Cloud Atlas (2012), directed by Tom Tykwer and the Wachowskis.
Six intercut stories, three in the past, one around "now", and two in the future. Exciting, poignant, tragic, funny: the human condition made vivid. Heart-wrenching at the climaxes.
Each time period has a "special" character, magically linked to characters in the other times. It is an ensemble cast with each actor playing many roles. Six actors get to play the special character once.
This is ambitious filmmaking emphasizing connections and correspondences. We have strong intimations of stepping outside of time and realizing that all life is One.
If we unravel the story and sort everything in time order:
1849: Adam Ewing (Jim Sturgess) has a dreadful experience in the Pacific and publishes his diary.
1936: Robert Frobisher (Ben Whishaw) reads the diary while composing the Cloud Atlas Symphony.
1973: journalist Luisa Rey (Halle Berry) reads Frobisher's letters and listens to his music.
2012: publisher Timothy Cavendish (Jim Broadbent) reads Rey's book.
2144: synthetic person Sonmi-451 (Doona Bae) sees a movie based on Cavendish's life.
2321: (106 years after The Fall) goat-herder Zachry (Tom Hanks) worships Sonmi, who has become a deity.
I think it would be a mistake to present the story in linear order like that. Shuffling the plots and meeting the actors again and again as different characters drives home the connections between and timelessness of everyone's soul.
The unifying theme of all the stories is their resistance to a certain type of evil that says "the weak are meat and the strong do eat". Each time features a struggle against that sort of domination.
It's 3 hours but the mix of stories and the ensemble cast give us something to watch. Cutting between six stories keeps the narrative moving. Reusing the actors emphasizes the theme of recurrence, sad as that may be in some cases.
Notes:
Some details are explained in David Mitchell's book which flash by in the film, for example: each "special" character has a comet-shaped birthmark. As I recall each time period is visited only twice in the book. Film allows much more non-linearity, a good thing in this case.
At first we suspect it might be a reincarnation story, but that's not quite right. Luisa Rey in 1973 and Timothy Cavendish in 2012 must have been living at the same time. Rather, we are given the insight that all life is One.

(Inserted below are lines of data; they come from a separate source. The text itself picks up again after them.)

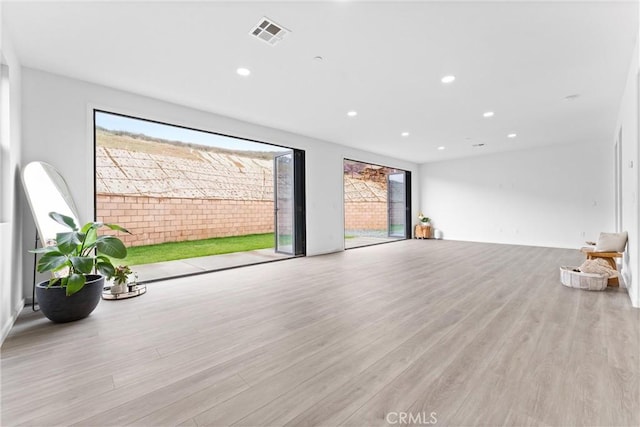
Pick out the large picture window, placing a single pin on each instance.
(376, 204)
(189, 197)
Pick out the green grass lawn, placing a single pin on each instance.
(195, 248)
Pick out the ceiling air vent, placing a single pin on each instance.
(268, 31)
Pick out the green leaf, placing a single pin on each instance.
(103, 258)
(117, 228)
(64, 220)
(91, 237)
(75, 282)
(106, 269)
(44, 250)
(91, 225)
(111, 246)
(82, 264)
(51, 261)
(53, 281)
(68, 242)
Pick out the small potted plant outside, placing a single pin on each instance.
(424, 220)
(79, 262)
(121, 282)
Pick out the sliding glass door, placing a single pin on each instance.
(284, 205)
(396, 204)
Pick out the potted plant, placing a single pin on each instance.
(74, 289)
(121, 279)
(424, 220)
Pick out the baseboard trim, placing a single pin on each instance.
(635, 303)
(12, 320)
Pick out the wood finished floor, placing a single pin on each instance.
(480, 334)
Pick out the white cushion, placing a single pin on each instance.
(611, 242)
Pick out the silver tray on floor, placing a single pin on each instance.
(134, 291)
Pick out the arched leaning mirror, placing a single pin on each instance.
(47, 192)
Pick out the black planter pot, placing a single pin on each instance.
(59, 308)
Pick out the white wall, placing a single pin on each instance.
(11, 256)
(628, 121)
(58, 129)
(556, 196)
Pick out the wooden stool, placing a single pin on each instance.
(607, 256)
(422, 231)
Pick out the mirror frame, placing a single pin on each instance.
(35, 183)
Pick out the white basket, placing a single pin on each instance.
(580, 280)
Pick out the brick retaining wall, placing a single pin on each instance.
(365, 215)
(158, 220)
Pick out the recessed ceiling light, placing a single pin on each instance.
(244, 72)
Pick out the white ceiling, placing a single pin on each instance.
(383, 59)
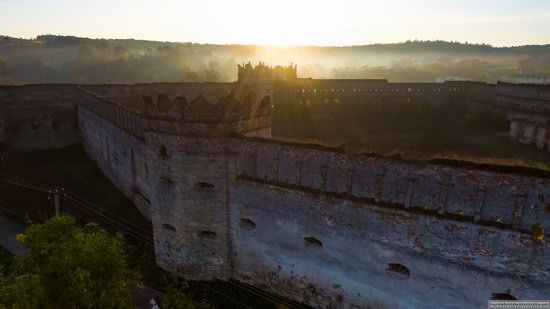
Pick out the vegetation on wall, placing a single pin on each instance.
(69, 267)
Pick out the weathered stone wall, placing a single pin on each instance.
(318, 90)
(335, 229)
(318, 225)
(112, 139)
(38, 117)
(529, 112)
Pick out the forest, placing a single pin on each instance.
(66, 59)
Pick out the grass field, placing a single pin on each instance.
(69, 168)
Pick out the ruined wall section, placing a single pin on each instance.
(482, 195)
(37, 117)
(191, 182)
(319, 90)
(113, 138)
(529, 112)
(352, 230)
(131, 96)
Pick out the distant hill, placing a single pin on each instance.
(53, 58)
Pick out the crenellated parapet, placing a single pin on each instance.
(528, 112)
(2, 130)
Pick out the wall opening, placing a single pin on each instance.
(398, 270)
(247, 224)
(55, 125)
(14, 129)
(204, 185)
(207, 234)
(169, 227)
(537, 232)
(503, 296)
(312, 242)
(163, 152)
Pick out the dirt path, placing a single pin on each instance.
(8, 232)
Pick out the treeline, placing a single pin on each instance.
(62, 59)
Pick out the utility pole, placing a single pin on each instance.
(56, 201)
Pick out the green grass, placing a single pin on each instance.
(69, 168)
(412, 130)
(6, 260)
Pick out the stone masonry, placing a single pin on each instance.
(318, 225)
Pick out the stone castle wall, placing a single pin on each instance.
(38, 116)
(318, 225)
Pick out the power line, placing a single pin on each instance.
(94, 210)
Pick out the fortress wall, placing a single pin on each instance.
(191, 179)
(323, 226)
(529, 98)
(117, 149)
(128, 94)
(487, 197)
(528, 112)
(329, 251)
(37, 117)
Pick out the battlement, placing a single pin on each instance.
(260, 70)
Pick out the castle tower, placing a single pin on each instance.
(193, 170)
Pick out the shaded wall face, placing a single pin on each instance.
(38, 117)
(121, 156)
(331, 252)
(190, 184)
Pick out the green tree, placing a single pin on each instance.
(179, 296)
(69, 267)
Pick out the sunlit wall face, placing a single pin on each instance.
(284, 22)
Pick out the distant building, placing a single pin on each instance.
(443, 79)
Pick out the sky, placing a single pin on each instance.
(284, 22)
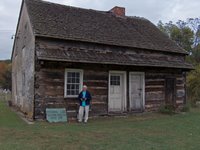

James D'Arcy plays Rufus Sixsmith, the only character to appear in two stories: 1936 and 1973.
The actors play different races and sexes throughout. The only strong objection I remember hearing was of D'Arcy's Asian makeup in 2144 Neo-Seoul. It does look so strange that I wondered if perhaps the people of the future were meant to be intentionally mutated, perhaps slightly synthetic themselves.
Other recurring actors besides the special six and D'Arcy: Hugh Grant, Hugo Weaving, Susan Sarandon, Keith David.
Is it sad that the human race is doomed to repeat all the old evils, with slavery in 2144 Korea and the triumph of barbarism in 2321 Hawaii?
Four of the six stories have a happy ending, not a bad score.
Available on Blu-ray. The subtitles help with the Valleysman lingo of post-apocalyptic Hawaii.